The Met contains a large open access database of images focusing on its collection of temple arts in South Asia. This encompasses the Hindu, Buddhist, and Jain traditions and spans more than 2000 years of devotional art. Major strengths include the Gandharan art of the northwest (first to fourth century), Gupta North India (third to sixth century), the greater Kashmir region (sixth to tenth century), Pala-era eastern India (eighth to thirteenth century), and Chola South India (ninth to thirteenth century). The Buddhist art of Sri Lanka in rock crystal, bronze, and ivory (third to nineteenth century) is of exceptional quality.
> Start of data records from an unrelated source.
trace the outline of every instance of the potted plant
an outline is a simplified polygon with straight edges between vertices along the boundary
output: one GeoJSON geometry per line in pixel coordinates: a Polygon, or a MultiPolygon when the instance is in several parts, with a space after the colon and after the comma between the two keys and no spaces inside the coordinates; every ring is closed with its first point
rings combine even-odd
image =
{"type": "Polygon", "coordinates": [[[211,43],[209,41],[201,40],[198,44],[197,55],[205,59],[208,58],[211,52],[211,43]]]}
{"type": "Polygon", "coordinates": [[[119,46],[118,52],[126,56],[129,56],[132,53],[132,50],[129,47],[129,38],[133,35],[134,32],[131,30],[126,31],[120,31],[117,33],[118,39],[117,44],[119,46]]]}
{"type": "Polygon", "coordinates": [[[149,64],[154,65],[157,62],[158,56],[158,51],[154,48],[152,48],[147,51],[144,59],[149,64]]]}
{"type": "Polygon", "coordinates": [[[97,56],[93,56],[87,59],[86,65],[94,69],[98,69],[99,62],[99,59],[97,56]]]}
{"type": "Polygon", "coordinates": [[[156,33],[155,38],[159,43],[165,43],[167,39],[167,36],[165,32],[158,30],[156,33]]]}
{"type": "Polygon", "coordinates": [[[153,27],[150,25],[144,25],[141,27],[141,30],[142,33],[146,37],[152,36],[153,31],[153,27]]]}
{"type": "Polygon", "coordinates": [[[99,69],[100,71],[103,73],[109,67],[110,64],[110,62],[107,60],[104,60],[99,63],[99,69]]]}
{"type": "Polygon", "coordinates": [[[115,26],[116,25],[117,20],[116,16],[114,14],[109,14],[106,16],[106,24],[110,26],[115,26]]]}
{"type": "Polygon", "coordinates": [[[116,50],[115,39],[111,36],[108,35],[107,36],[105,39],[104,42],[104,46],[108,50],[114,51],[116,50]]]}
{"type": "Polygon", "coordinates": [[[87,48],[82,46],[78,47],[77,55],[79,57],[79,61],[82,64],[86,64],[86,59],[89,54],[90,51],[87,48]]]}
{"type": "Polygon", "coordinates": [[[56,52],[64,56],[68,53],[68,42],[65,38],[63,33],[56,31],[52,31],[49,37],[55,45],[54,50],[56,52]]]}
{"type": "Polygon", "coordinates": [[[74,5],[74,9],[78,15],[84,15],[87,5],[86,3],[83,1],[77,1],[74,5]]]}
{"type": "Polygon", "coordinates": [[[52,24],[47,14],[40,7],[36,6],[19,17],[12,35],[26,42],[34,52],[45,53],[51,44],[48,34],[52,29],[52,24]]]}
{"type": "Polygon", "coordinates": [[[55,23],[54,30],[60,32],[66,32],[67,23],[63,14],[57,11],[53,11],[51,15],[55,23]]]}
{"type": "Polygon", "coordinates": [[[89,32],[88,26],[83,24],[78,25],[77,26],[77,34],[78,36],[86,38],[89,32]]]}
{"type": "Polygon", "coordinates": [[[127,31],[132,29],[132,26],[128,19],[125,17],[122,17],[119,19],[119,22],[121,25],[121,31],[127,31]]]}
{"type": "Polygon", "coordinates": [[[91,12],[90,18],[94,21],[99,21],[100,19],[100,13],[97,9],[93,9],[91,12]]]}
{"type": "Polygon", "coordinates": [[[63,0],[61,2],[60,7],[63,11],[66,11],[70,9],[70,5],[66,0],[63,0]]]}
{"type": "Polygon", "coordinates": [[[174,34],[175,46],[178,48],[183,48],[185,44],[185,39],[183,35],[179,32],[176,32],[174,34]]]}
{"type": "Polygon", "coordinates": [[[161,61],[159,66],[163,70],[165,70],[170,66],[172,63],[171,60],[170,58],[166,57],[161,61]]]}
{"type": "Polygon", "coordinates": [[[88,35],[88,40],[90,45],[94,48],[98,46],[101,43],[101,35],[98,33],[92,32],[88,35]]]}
Miniature paintings, from twelfth-century illustrated Buddhist manuscripts to later court paintings of north India, Rajasthan, and the Pahari regions of the Punjab hills (sixteenth to early nineteenth century), are another strength, along with textiles and selected applied arts. Go to "open access" artworks and filter by geographic region.

Virtual Museum of Images and Sounds

 A virtual museum created by using the resources of two image and sound archives of the American Institute of Indian Studies Center for Art and Archaeology (CAA) and the Archives and Research Centre for Ethnomusicology (ARCE). It has a vast repository of downloadable photographs focusing on South Asian architecture, from ancient monuments to colonial-era homes.

Wellcome Collection

The Wellcome Collection has created a large open access repository of artworks and photographs related to South Asia. Most of the works were acquired between 1890 and 1936 by Sir Henry Wellcome and his agents. The images reflect Wellcome’s collecting interests and were intended to form a documentary resource that reflects the cultural and historical contexts of health and medicine. Make sure to search "images only."